L'appel du 18 Juin marque néanmoins le début de la France libre qui, formée uniquement de volontaires (au début très peu nombreux), poursuit le combat sur terre, sur mer et dans les airs auprès des Britanniques et représente, face au régime de Vichy, la France qui se bat.

Voici le texte de l'Appel du 18 juin :

Les chefs qui, depuis de nombreuses années, sont à la tête des armées françaises, ont formé un gouvernement. Ce gouvernement, alléguant la défaite de nos armées, s’est mis en rapport avec l’ennemi pour cesser le combat.

Certes, nous avons été, nous sommes, submergés par la force mécanique, terrestre et aérienne, de l’ennemi.

Infiniment plus que leur nombre, ce sont les chars, les avions, la tactique des Allemands qui nous font reculer. Ce sont les chars, les avions, la tactique des Allemands qui ont surpris nos chefs au point de les amener là où ils en sont aujourd’hui.

Mais le dernier mot est-il dit ? L’espérance doit-elle disparaître ? La défaite est-elle définitive ? Non !

Croyez-moi, moi qui vous parle en connaissance de cause et vous dis que rien n’est perdu pour la France. Les mêmes moyens qui nous ont vaincus peuvent faire venir un jour la victoire.

Car la France n’est pas seule ! Elle n’est pas seule ! Elle n’est pas seule ! Elle a un vaste Empire derrière elle. Elle peut faire bloc avec l’Empire britannique qui tient la mer et continue la lutte. Elle peut, comme l’Angleterre, utiliser sans limites l’immense industrie des États-Unis.

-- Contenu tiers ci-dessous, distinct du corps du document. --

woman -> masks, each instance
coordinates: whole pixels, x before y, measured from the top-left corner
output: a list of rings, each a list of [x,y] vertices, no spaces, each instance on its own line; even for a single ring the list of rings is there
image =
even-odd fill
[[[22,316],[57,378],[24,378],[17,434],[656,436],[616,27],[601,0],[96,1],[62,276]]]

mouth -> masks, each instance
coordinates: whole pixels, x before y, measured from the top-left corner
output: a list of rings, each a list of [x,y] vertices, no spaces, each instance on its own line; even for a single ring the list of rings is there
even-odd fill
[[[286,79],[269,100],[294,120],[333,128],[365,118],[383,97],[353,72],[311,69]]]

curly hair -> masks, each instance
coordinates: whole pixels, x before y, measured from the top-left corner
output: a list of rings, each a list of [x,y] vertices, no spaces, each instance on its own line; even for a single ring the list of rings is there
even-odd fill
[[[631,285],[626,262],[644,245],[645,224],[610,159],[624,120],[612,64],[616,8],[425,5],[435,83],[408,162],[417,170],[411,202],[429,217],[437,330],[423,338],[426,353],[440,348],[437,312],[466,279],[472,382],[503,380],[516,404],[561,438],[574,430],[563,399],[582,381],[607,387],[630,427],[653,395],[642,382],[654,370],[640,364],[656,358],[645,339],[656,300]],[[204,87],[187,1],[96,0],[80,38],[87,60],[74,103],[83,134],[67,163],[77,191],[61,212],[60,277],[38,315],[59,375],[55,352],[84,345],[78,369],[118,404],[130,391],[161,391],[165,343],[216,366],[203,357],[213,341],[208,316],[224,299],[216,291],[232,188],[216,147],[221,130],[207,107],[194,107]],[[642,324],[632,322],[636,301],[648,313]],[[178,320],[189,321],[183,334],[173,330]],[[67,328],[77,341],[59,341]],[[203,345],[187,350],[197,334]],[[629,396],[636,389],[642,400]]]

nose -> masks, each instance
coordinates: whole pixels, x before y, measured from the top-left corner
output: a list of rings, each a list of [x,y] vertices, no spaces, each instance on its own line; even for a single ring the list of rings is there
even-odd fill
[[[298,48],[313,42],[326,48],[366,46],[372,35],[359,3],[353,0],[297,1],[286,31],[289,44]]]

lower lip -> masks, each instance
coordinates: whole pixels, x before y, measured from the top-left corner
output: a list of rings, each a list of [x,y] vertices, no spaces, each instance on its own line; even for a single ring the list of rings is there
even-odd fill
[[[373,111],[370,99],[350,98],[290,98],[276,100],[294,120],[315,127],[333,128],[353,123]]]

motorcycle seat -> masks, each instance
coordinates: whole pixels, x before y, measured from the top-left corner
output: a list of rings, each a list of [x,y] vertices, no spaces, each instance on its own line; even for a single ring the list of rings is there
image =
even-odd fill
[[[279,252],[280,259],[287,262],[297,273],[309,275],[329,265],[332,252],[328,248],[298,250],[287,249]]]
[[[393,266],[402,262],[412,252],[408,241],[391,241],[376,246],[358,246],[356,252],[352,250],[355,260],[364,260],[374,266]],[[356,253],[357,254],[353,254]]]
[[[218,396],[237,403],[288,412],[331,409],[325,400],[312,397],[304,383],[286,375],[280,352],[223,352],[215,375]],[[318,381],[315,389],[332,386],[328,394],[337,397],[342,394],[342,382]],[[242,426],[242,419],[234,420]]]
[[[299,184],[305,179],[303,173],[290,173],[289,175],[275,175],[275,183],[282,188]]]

Cette guerre n’est pas limitée au territoire malheureux de notre pays. Cette guerre n’est pas tranchée par la bataille de France. Cette guerre est une guerre mondiale. Toutes les fautes, tous les retards, toutes les souffrances, n’empêchent pas qu’il y a, dans l’univers, tous les moyens nécessaires pour écraser un jour nos ennemis. Foudroyés aujourd’hui par la force mécanique, nous pourrons vaincre dans l’avenir par une force mécanique supérieure. Le destin du monde est là.

Moi, Général de Gaulle, actuellement à Londres, j’invite les officiers et les soldats français qui se trouvent en territoire britannique ou qui viendraient à s’y trouver, avec leurs armes ou sans leurs armes, j’invite les ingénieurs et les ouvriers spécialistes des industries d’armement qui se trouvent en territoire britannique ou qui viendraient à s’y trouver, à se mettre en rapport avec moi.

Quoi qu’il arrive, la flamme de la résistance française ne doit pas s’éteindre et ne s’éteindra pas.

Demain, comme aujourd’hui, je parlerai à la Radio de Londres.